How it works

Magphi will try to extract regions of interest given a set of genomes either with or without annotation (Fasta of GFF3 format), and a set of seed sequences in a multi sequence fasta format. Magphi is Based loosely on the principle of tools like seqkit but for larger and less specific priming regions and is able to work on GFF files.

First step is pairing seed sequences given as input to identify pairs that should be used to define regions of interest.
Next step for Magphi is to use BLAST to identify the locations of the seed sequence pairs within a given genome(s). Magphi by default try to use blastn but will use tblastn if input seeds contain characters not being A, T, G, and C, or if given the -p flag. After determining the location of seeds, bedtools is used to try merge locations of seed sequences based on a set maximum distance provided by the user (default 50 kb). If merger of seed sequence locations is possible, this new region will be used to extract the resulting sequence and possibly annotation file.
Resulting fasta and GFF files will be divided between folders in the output directory, with one folder per input seed sequence pair. Other outputs include tables summarising number of genomic locations found for a seed sequence pair, distance between connected seed sequences, number of annotations between connected seed sequences, how seed sequences were paired, and evidence levels.

Handling contig breaks

In the event of seed sequences being placed on separate contigs, Magphi will attempt to 'connect' seed sequences by allowing connections between seed sequences and a contig break, with a max distance equal to the max distance given by the user (default: 50). If connections can be successfully identified, with only one contig break to seed sequence connection per seed sequence output file(s) can be obtained using -b, and their evidence level will be increased. Output files given using -b can be useful but should always be inspected or analysed with a critical mind to determine if the correct hit has been obtained.

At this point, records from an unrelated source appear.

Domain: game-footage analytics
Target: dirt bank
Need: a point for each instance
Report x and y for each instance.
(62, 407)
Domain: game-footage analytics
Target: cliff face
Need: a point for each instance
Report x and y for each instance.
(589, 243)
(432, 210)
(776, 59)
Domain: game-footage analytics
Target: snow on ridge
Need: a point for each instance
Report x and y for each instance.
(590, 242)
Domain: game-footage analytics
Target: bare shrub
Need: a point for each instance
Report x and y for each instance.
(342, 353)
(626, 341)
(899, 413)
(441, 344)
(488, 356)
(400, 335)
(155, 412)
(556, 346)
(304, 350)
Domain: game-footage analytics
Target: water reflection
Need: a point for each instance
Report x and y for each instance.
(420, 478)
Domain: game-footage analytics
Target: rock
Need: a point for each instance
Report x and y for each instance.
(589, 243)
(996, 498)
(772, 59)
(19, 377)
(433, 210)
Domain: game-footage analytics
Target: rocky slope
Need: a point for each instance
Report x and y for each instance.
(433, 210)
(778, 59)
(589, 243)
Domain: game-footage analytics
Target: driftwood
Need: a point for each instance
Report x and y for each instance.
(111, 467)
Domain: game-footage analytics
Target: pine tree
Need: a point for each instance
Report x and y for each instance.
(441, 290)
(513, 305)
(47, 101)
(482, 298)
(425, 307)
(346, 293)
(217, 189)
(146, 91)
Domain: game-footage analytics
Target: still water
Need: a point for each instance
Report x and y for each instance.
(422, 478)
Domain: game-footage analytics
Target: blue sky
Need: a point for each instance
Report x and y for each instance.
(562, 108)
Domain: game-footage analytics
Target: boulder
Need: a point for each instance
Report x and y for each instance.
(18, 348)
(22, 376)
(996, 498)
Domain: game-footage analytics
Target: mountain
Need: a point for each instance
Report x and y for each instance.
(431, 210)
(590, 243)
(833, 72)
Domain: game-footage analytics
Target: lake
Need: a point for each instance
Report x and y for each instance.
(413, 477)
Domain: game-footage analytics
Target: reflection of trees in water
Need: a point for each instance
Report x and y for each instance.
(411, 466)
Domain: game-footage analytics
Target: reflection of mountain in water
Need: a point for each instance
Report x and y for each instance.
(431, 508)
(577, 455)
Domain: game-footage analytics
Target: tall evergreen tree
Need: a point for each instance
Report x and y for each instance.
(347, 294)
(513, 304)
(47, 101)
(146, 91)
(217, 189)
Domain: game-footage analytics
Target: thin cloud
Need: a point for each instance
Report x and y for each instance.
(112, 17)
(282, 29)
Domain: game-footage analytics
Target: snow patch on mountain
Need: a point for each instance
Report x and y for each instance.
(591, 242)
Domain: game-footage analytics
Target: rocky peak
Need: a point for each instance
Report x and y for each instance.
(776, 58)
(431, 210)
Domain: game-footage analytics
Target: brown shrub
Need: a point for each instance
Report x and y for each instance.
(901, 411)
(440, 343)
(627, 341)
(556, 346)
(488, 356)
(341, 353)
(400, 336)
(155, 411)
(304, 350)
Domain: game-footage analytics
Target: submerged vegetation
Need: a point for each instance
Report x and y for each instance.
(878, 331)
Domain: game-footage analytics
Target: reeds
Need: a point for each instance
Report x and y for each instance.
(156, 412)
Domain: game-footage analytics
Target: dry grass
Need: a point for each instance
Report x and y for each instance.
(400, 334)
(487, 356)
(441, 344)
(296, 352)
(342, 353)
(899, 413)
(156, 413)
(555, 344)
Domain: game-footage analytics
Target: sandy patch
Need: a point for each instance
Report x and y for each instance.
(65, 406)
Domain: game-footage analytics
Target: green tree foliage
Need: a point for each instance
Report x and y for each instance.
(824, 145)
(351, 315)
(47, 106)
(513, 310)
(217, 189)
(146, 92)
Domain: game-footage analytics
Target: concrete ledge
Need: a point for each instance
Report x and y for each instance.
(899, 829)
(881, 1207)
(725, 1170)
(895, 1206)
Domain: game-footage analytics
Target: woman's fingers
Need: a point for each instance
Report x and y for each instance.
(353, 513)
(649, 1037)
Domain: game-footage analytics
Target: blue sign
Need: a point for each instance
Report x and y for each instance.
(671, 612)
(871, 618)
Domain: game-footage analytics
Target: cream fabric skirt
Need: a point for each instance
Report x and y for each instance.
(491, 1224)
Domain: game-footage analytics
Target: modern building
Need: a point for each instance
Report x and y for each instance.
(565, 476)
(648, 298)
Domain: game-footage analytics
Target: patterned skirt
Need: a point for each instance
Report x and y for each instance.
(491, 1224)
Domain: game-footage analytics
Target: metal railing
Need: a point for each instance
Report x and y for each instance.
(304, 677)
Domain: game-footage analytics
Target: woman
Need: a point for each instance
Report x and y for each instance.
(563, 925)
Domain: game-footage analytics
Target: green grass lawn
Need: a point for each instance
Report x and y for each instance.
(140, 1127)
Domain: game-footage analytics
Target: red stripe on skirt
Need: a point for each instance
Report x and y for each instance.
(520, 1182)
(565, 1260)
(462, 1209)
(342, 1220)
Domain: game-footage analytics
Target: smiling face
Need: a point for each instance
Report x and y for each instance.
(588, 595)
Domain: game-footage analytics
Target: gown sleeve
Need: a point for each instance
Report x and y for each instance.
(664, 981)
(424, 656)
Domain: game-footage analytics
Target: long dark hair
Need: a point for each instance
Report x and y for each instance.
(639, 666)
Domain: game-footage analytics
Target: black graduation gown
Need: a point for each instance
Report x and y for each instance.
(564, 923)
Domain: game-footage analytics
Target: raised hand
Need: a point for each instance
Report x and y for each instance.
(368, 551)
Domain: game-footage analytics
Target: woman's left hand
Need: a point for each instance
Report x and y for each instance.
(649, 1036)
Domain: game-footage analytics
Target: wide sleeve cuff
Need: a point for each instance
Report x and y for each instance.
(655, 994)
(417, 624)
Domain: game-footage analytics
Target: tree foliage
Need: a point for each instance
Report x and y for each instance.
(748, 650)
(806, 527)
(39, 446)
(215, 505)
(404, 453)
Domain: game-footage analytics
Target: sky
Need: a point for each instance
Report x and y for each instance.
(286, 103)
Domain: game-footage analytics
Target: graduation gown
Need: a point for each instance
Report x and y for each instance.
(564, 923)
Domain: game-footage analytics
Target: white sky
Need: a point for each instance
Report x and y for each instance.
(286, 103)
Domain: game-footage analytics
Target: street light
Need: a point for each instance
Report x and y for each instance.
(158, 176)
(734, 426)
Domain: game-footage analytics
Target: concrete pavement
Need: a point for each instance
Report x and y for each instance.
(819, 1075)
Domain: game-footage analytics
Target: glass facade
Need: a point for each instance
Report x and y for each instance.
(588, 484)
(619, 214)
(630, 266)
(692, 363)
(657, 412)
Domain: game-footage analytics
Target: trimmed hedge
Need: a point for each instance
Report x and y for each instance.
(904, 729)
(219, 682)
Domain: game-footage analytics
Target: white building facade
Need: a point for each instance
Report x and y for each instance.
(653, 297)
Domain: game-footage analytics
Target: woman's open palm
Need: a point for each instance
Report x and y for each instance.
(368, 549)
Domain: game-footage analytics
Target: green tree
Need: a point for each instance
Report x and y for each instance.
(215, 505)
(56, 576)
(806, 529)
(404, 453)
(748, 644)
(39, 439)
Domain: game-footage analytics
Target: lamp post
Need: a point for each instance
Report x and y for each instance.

Seed sequences next to a contig break are named like the following: genome-seed_sequnce_1_break.fasta genome-seed_seqeunce_2_break.fasta

Merging seed sequences into pairs

Names of seed sequences are used to merge these into pairs. This process is done iteratively by searching for the longest common name between seed sequences not already found to pair. If a unique mate to a given seed sequence can not be identified in the remaining set of seed sequence names, then it is returned to the remaining set of seed sequence names and the next is searched for. This process can be done up to 1000 times before the process of combining seed sequences is stopped.

The best way of naming seeds is to choose a name and then appending _1 and _2 for each of the two seed sequences. This should result in a pool of unique seed sequences that should not collide and cause problems during the pairing process. It is however a good idea to quickly check the seed_pairing.tsv following runs with multiple seeds not used previously.

How input genomes are recognised

Fasta files

Fasta files are recognised by having a > followed by at least one additional character in the first line. Files are also checked for empty lines in the middle of the fasta file, as this is not allowed in fasta files.

GFF files

This format is checked for the presence of ##gff-version 3 as the first line and ##FASTA to separate lines of annotations from the genome.

Disagree with how files are recognised? Have I violated or overlooked a format feature of use? Please let me know, I am happy to learn!

Using complete genomes

As Fasta and GFF formats do not have a robust way of indicating whether a genome is circularised or not, Magphi handles all genomes or stretches of genomes as being linear. This may cause issues when dealing with things around the origin of replication.